Branca’s book is subtitled “The indispensable guide for the armed citizen.” However, I will relate this to the use of “lethal force” that we practice, because as far as I know, the laws don’t single out firearms or any other weapon; they merely specify “lethal force,” which as legally defined can involve the use of bare hands. (“Lethal force” refers to actions that can cause death or serious bodily injury, which certainly applies to karate techniques.)

I am in no way going to render legal advice or analysis. Rather, I will merely use these five elements as a framework for guiding our club’s approach to practicing self-protection. We are trying to train ourselves, via both knowledge and the ways in which we practice, so as to minimize our chance of being “in the wrong” if we ever have to use physical force to protect ourselves or others.

The first element is “Innocence.” This does not refer to being found “not guilty” in a trial, but rather that you did not instigate or escalate the conflict. To make any justifiable claim of self-defense, you have to show that you were not the aggressor in the situation.

One of the issues Branca raises repeatedly in the book is that you have to not only be in the right, but you have to be able to demonstrate that you were, whether to police, magistrate, judge, or jury. So in any potential violent encounter, you need to take obvious measures, when possible, to indicate – to yourself, the other person(s), and any witnesses present, that you wanted to avoid a physical confrontation. The people who decide on your guilt or non-guilt will not have been present at the event.

This is why we emphasize words, spoken loudly, and the use of “The Fence” with our hands to show to the other party and to witnesses that we mean no harm. The Fence uses open hands rather than fists, for obvious reasons. This is universally recognized as a signal that we want to keep distance between ourselves and those at whom the Fence is “aimed” – it’s seen as defensive rather than offensive.

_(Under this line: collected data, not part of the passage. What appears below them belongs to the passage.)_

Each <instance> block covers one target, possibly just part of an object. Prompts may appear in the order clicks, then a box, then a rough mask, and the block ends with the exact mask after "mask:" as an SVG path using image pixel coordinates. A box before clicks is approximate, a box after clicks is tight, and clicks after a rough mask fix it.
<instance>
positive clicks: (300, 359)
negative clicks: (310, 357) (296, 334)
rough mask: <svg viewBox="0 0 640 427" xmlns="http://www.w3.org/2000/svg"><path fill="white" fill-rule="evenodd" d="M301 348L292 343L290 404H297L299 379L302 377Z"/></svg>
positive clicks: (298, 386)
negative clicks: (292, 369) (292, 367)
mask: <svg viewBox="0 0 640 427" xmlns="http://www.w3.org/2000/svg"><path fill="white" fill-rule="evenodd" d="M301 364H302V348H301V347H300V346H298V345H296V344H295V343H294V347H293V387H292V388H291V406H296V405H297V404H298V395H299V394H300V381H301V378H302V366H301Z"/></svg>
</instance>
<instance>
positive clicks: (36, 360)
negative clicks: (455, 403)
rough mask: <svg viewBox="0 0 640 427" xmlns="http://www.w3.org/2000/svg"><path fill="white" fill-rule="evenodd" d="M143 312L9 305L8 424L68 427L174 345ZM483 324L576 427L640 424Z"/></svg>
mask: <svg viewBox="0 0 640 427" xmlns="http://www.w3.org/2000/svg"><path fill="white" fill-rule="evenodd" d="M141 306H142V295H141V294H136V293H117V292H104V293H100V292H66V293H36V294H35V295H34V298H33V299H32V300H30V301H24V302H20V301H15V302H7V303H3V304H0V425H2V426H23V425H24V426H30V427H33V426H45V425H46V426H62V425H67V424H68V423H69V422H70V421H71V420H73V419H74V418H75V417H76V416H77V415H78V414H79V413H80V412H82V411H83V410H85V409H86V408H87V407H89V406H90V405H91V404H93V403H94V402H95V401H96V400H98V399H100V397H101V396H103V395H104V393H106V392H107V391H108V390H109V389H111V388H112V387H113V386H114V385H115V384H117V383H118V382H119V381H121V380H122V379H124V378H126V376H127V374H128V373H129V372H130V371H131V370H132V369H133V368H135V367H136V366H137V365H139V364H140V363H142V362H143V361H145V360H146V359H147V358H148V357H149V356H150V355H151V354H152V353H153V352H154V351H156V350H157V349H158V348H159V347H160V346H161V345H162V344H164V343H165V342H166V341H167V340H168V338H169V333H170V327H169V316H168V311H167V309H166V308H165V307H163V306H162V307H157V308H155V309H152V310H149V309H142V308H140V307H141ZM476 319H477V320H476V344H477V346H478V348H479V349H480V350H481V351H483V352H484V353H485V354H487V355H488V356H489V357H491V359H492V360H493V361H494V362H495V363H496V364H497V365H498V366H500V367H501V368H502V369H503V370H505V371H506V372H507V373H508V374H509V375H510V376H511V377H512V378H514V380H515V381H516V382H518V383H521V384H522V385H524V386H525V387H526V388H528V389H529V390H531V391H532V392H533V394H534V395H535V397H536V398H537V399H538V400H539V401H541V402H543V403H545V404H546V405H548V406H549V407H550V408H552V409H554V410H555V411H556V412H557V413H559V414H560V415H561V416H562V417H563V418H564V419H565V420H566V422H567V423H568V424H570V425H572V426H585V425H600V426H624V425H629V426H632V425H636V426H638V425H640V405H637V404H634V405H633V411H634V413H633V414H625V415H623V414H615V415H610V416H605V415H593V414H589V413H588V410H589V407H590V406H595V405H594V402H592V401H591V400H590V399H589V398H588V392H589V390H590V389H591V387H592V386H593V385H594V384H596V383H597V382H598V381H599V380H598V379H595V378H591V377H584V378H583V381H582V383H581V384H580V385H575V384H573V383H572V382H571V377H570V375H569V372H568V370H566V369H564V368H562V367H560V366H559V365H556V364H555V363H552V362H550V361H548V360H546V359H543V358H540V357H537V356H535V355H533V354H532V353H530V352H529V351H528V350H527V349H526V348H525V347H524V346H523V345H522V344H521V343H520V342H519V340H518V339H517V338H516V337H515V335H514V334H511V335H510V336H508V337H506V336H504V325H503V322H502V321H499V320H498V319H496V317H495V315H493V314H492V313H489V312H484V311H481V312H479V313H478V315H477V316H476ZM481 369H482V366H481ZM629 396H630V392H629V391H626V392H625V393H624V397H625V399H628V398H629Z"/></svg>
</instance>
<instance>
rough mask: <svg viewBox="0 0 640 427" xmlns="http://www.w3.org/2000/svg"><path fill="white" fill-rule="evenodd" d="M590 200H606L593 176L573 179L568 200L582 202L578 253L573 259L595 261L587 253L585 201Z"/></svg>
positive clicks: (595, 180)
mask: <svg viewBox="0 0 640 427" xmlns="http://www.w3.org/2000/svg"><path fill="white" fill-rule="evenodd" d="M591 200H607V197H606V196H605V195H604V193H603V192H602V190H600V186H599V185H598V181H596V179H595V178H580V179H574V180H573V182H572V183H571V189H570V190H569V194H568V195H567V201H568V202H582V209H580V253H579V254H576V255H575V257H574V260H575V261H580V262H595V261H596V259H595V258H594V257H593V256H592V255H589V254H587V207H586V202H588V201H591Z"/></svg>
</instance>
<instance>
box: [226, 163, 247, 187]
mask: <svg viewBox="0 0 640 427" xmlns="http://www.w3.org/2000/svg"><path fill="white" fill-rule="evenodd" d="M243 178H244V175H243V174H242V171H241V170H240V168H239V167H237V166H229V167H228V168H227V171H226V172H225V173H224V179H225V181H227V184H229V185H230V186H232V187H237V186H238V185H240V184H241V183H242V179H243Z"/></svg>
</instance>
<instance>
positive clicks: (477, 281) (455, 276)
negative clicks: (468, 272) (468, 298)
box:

And when the Fence is held low, at the chudan level, rather than toward someone’s face, it is seen as less aggressive than hands toward the face.

Pennsylvania law (Title 18, Part 1, Chapter 5, in Section 505) says, “The use of deadly force is not justifiable under this section…if the actor, with the intent of causing death or serious bodily injury, provoked the use of force against himself in the same encounter…” And case law has shown that even a small overt physical act, when it is accompanied by aggressive words, can qualify as a provocation – even if you are not the first to use physical force.

If no provocative words are used, the person who first resorts to physical force is generally considered the aggressor. This doesn’t mean you have to wait to get attacked. If you reasonably believe that violence against you is imminent, you may be legally justified in beating someone to the punch, so to speak, or even striking out first, when you’re certain you’re about to be attacked. (This is what the Japanese martial arts call a tactic of sen no sen or sen sen no sen, respectively.)

You should never rekindle a physical conflict that has stopped with no indication from the aggressive party that it will resume. You should also never escalate a non-deadly encounter to a deadly one.

If you communicate clearly with both your body language and your voice that you want to avoid violence, you’ll be on much safer legal ground.

And of course, mutual combat (i.e., getting into a fight) can result in legal jeopardy for both parties. This is why combative sports are far preferable to brawling, for those with a need to test their mettle.

This entire element of legitimate self-defense can be summed up by the fifth precept in our dojo kun, which is “Refrain from violent behavior.” Trotta Shihan used to rephrase this in a way easier for children to understand: “Never strike out in anger.” I would add, never even verbally lash out in anger, if there’s any chance it could escalate beyond words. I might go a bit further and say, “Never lash out in anger, period,” but we are all human, after all – and anyway that’s beyond the scope of this blog.